There's also multiple levels of protection and throttling. At the lowest level, various ICs on the board (e.g. power regulators) will turn themselves off if they overheat. Somewhere above that, firmware will definitely exert /some/ control, to cover odd situations like the machine hanging while booting. Above that, the kernel or userspace can add another layer — but like each of the layers before, that layer can only lower the limits further.

Having thermal management in userland (and nowhere else) would be legal suicide.
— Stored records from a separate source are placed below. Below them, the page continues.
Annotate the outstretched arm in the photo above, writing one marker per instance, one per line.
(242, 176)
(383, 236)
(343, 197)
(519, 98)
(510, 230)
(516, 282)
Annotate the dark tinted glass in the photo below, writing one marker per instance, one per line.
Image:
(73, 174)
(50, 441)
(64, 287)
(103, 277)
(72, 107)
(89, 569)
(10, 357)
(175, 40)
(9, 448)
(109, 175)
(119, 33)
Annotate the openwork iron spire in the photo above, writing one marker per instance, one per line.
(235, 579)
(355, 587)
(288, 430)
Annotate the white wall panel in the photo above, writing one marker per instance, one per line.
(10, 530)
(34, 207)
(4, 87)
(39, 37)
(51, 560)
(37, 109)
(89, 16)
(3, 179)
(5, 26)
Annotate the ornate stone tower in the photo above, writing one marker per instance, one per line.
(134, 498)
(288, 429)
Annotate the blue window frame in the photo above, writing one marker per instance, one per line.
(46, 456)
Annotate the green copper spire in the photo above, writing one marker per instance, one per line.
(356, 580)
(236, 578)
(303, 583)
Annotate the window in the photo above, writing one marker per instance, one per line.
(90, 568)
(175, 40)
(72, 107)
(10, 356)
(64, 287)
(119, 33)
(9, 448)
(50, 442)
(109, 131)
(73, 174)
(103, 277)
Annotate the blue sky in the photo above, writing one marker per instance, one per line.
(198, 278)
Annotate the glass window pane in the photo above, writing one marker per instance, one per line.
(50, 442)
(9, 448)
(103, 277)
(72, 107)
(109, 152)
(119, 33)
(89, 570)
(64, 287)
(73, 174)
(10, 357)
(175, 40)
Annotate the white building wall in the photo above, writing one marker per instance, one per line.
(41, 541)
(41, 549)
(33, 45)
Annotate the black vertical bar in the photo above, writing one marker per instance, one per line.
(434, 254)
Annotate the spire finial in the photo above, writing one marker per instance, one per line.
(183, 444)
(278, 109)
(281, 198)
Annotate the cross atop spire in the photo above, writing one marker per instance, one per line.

Imagine the lawsuits from people accidentally burning their legs...



Thanks for this.

I believe you are correct, although I did think that kernel_task was there to help cool the components down, and not simply as a devide to report throttled CPU usage consistently with unthrottled.

That said, I didn't mean to say that thermal throttling only happened in userland but rather that it did happen there, even though it might also happen elsewhere.

Within the context of this thread, this is relevant since in this case the CPU was not being thermally throttled as it was running cool, but something was still throttling the amount of power going to it.

I was merely suggesting that Nextgrid's affirmation that it must have been the firmware throttling the CPU is not necessarily true. Given that there is a software component to thermal management (or at least I thought so), it's only logical to assume that there may be a software component of whatever other throttling was occurring without it necessarily being suicidal as suggested.